Storing a pointer to that means storing a pointer-to-member-function, which in C++ is 16 bytes, because both the object and the function are represented, 2 pointers. Worse, calling through one isn’t a plain indirect call: the compiler emits a hidden branch on the low bit of the pointer to decide “virtual thunk or direct function?” On every dispatch, on the single hottest path in the whole emulator.

So I made them into plain static functions that took the CPU as an argument explicitly:

static void SH4_MOV(SH4 *cpu, cell *c) {
    cpu->R[c->n] = cpu->R[c->m];
}

and store a plain function pointer:

void (*handler)(SH4*, cell*);   // 8 bytes, one direct call, no branch

The handler field was now 8 bytes instead of 16, and dispatch became a single indirect call with nothing in front of it. Passing cpu in cost nothing — it was pinned in a register across the whole run anyway.

~325 MIPS! Step 5. Shrink the cell

With the fat pointer-to-member gone, the cell was shrinking, and cache friendliness is important. Dispatch was one linear walk over these cells, so their size directly decided how many fit in a cache line.

The naive cell reached for u32 on everything out of laziness. But an SH4 register index was 0–15, so u8 was plenty; every displacement and immediate fit in 16 bits; and the decoded flag was redundant, because a null handler already meant “not translated yet.” So I packed it down and pinned the alignment:

struct alignas(16) cell {
    void (*handler)(SH4*, cell*);   // 8
    u16  opcode;                    // 2
    u8   n, m;                      // 2
    i16  disp;                      // 2
    u16  imm;                       // 2
};   // exactly 16 bytes, four to a cache line, never straddling

So, each compiled instruction now cost only 16 bytes, fitting neatly even in an older cache line.
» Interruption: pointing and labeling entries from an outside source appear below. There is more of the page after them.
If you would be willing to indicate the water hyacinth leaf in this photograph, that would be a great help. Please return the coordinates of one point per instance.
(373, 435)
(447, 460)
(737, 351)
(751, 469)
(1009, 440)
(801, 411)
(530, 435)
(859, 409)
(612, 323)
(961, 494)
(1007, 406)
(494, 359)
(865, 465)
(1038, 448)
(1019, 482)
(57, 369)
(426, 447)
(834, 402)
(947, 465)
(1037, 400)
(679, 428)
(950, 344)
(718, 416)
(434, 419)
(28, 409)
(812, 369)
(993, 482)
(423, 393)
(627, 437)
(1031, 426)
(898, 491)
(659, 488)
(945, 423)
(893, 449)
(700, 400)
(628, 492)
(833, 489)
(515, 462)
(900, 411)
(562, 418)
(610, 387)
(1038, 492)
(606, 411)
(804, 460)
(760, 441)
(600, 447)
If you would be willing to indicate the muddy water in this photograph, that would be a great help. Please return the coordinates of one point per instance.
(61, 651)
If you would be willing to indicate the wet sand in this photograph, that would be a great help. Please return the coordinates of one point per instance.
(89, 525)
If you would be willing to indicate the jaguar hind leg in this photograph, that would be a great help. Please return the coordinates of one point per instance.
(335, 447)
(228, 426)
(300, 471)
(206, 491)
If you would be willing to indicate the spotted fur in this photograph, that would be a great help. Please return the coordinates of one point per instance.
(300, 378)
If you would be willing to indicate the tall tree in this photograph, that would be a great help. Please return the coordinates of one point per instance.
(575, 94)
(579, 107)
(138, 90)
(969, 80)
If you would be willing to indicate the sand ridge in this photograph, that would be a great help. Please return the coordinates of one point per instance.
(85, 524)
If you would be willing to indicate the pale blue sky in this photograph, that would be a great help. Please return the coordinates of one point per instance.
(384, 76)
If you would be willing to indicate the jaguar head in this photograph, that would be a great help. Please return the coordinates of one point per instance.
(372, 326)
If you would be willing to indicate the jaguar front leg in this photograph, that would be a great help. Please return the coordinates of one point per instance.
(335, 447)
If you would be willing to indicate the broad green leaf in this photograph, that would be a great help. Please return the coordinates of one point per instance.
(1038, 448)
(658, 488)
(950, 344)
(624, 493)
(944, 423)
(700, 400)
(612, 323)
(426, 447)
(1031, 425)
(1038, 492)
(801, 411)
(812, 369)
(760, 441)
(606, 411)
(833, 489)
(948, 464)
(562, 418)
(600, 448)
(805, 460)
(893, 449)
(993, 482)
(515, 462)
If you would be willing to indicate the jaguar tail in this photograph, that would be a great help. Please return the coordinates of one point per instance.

Smaller is not automatically faster, however. I later tried squeezing the cell to 8 bytes by swapping the 8-byte handler pointer for a u16 index into a table of handlers. It came out slower — the extra dependent load (index → table → function pointer → call) cost more than the density saved. 16 bytes was the sweet spot. Measure everything; intuition lies.

~335 MIPS! Step 6: store cells by value

As you may recall, each block was a list of pointers to the decode table. That indirection was the next thing to go. Holding cell* pointers meant every dispatch chased a pointer into a scattered decode table, and the cells weren’t adjacent, so there was no way to walk them linearly.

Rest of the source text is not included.